Chengannur: The future political map of Kerala could be decided by the way the Chengannur Assembly constituency chooses to vote on May 28 for the crucial byelection. The BJP, if elected from the constituency, promises to redraw the map of the state by carving out a new district which will have Chengannur as its headquarters.
The proposal, which BJP candidate P S Sreedharan Pillai terms his biggest poll promise, has, however, been snubbed by the CPM and the Congress alike. The two major rivals echo each other while dismissing the saffron party's proposal as impractical and unwarranted.
Pillai, who hopes to emerge the winner bettering his impressive performance in Chengannur in the Assembly polls in 2016, was all confident when announcing his unusual promise to Onmanorama amid a hectic campaign on Tuesday. The BJP, ever since the campaign began, has been projecting Chengannur as an underdeveloped constituency and a victim of the state's traditional two-front politics.

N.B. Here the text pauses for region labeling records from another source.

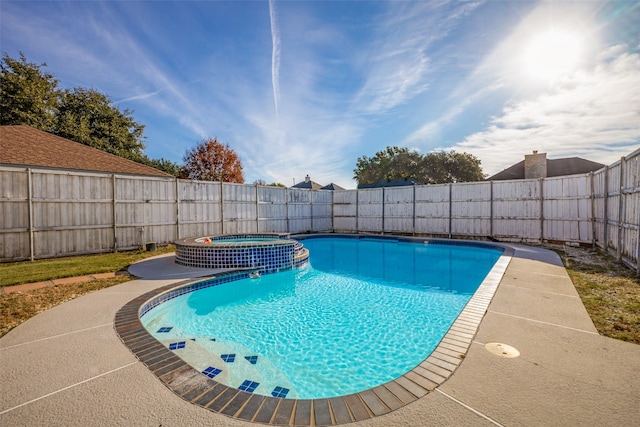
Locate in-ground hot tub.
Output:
[175,233,309,273]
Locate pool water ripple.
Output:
[142,239,500,399]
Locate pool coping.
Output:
[114,234,514,426]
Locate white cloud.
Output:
[269,0,280,117]
[452,46,640,174]
[353,2,480,114]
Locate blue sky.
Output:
[0,0,640,188]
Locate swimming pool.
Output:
[142,237,501,399]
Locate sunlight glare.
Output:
[523,29,582,80]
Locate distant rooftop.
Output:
[291,175,344,190]
[358,178,422,188]
[0,125,171,177]
[487,151,605,181]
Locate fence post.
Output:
[589,171,596,249]
[449,183,453,239]
[27,168,35,261]
[256,182,260,233]
[309,190,313,232]
[602,165,609,253]
[111,173,118,252]
[356,189,360,234]
[539,178,544,243]
[411,185,416,236]
[175,178,180,240]
[616,157,626,262]
[489,181,493,239]
[220,181,224,234]
[331,190,336,233]
[382,187,384,234]
[284,188,291,233]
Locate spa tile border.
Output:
[114,239,514,426]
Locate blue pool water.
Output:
[142,237,501,399]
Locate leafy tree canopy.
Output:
[140,156,182,177]
[180,138,244,184]
[0,53,60,132]
[0,53,150,164]
[353,147,485,185]
[55,88,145,161]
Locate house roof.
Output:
[291,181,322,190]
[0,125,171,177]
[321,182,344,190]
[487,157,605,181]
[358,178,422,188]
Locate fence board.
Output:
[0,150,640,268]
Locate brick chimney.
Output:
[524,150,547,179]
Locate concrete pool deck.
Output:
[0,245,640,426]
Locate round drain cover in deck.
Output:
[484,342,520,358]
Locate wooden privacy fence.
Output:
[0,150,640,271]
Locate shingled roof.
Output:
[487,157,605,181]
[0,125,171,177]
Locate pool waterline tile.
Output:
[114,239,513,425]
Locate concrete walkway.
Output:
[0,245,640,426]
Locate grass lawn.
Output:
[0,245,175,286]
[552,247,640,344]
[0,242,640,344]
[0,245,175,337]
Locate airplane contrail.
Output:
[269,0,280,118]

The party's proposal to make a new district around Chengannur is its panacea for all the alleged infrastructure and administrative crises in the area.

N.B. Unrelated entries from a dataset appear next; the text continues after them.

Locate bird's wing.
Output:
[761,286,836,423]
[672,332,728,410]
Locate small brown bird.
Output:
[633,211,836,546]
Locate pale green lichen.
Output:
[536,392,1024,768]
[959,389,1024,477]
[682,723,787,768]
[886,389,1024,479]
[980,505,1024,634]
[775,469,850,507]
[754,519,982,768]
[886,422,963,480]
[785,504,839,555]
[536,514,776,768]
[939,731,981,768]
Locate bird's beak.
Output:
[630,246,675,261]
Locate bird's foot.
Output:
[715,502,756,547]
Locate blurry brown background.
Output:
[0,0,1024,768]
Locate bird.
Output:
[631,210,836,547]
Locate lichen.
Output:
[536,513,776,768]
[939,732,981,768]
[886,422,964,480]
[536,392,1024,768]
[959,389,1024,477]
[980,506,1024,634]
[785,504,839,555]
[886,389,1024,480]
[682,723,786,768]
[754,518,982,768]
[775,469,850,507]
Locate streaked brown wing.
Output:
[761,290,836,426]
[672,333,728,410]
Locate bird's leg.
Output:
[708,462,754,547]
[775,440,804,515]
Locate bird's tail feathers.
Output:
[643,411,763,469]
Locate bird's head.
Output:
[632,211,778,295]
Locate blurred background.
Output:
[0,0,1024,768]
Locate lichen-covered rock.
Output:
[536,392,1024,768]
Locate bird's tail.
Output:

However, the details of the proposal have not been divulged.
Sources in the BJP, who were part of the campaign, said the demand for a separate district for the people of Chengannur has been there in the air for a long time. "The demand for a central Travancore district was raised decades ago. It paved way for the formation of Pathanamthitta district in the early 1980s. Even then the people of Chengannur wanted the area to be a part of Pathanamthitta district. However, it remained with Alappuzha district," the source said.

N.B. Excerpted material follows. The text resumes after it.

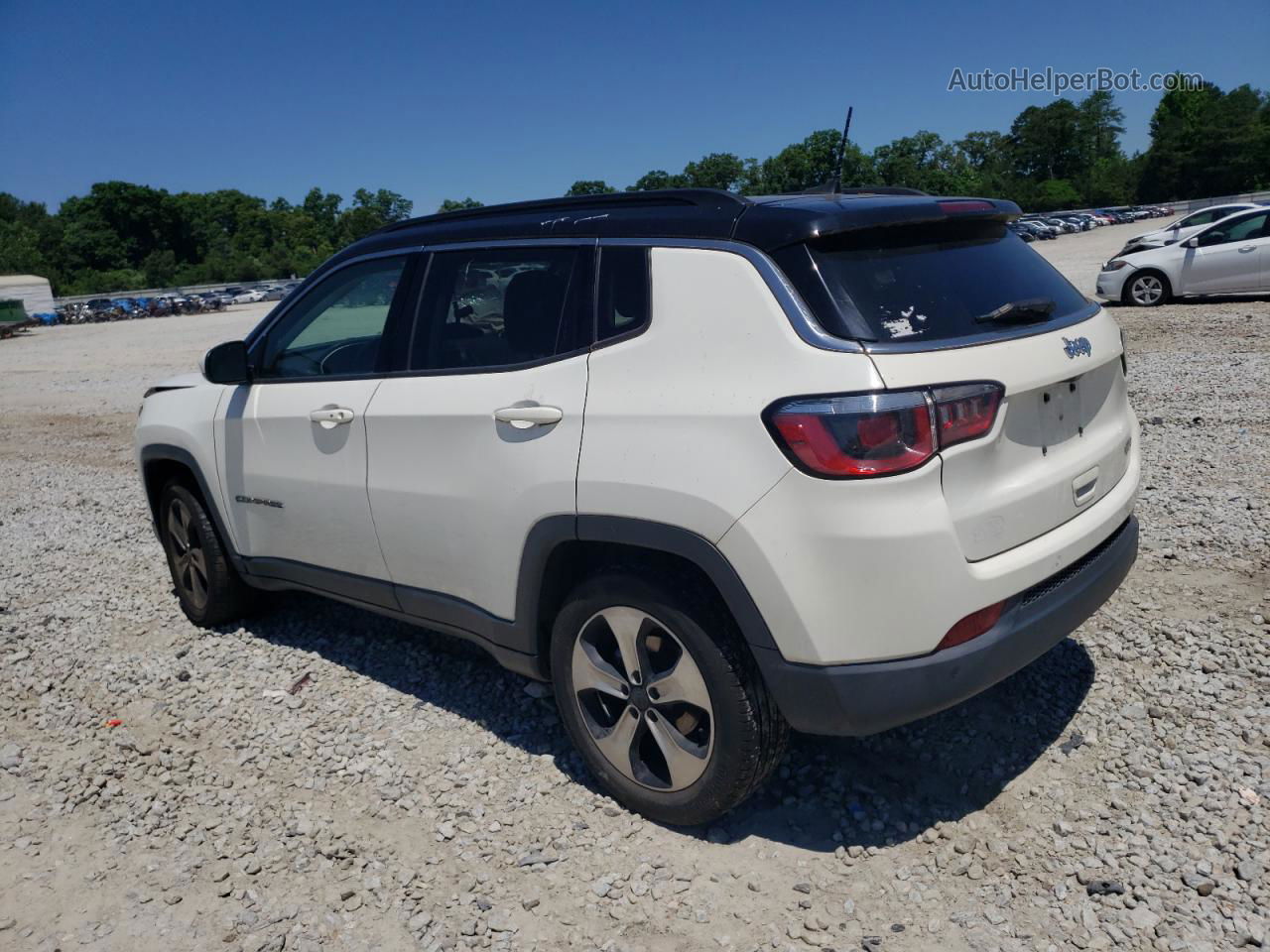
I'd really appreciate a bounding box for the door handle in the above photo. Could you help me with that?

However, this claim of a long-term demand is disputed. The people with whom Onmanorama spoke were not very keen about the idea. "Sreedharan Pillai sir said it. Let's see what his plans are," said an elderly voter who vowed to vote for the BJP.
'Unwanted and impractical'
The ruling CPM dismisses the proposal as unwanted and impractical. Finance minister T M Thomas Isaac, who is in the forefront of LDF's campaign, said Kerala does not need another district. Asked what he thought would have prompted the BJP to moot such an unusual idea, Isaac belittled the promise saying he did not consider the BJP as a key contender.
The Congress, aiming to come back to power in its traditional stronghold where it had to suffer loss in the 2016 polls, also does not take the poll plank of a separate district seriously. Its candidate D Vijayakumar counters the proposal with the promise of a development authority for Chengannur.
"If at all Kerala decides to form a new district, I think it will be in Muvattupuzha which is the biggest taluk in the state. The demand to make Chengannur a district is unwanted," he told Onmanorama.
Chengannur is witnessing a triangular contest with the LDF, UDF and BJP eyeing to win the seat at any cost. Though the result of the bypoll, necessitated by the death of CPM's K K Ramachandran Nair, will not affect the power equations in the state, a win is a must for the CPM to prove that there is no anti-incumbency threat to the Pinarayi Vijayan government. The Congress needs to wrest the seat from CPM to claim that its traditional vote base is intact and has not slid towards the BJP in the Narendra Modi wave. The BJP, which leapfrogged to a whopping 29 per cent votes last time from a meagre 6%, can't think of a fall in the numbers.
The poll result will be known on May 31.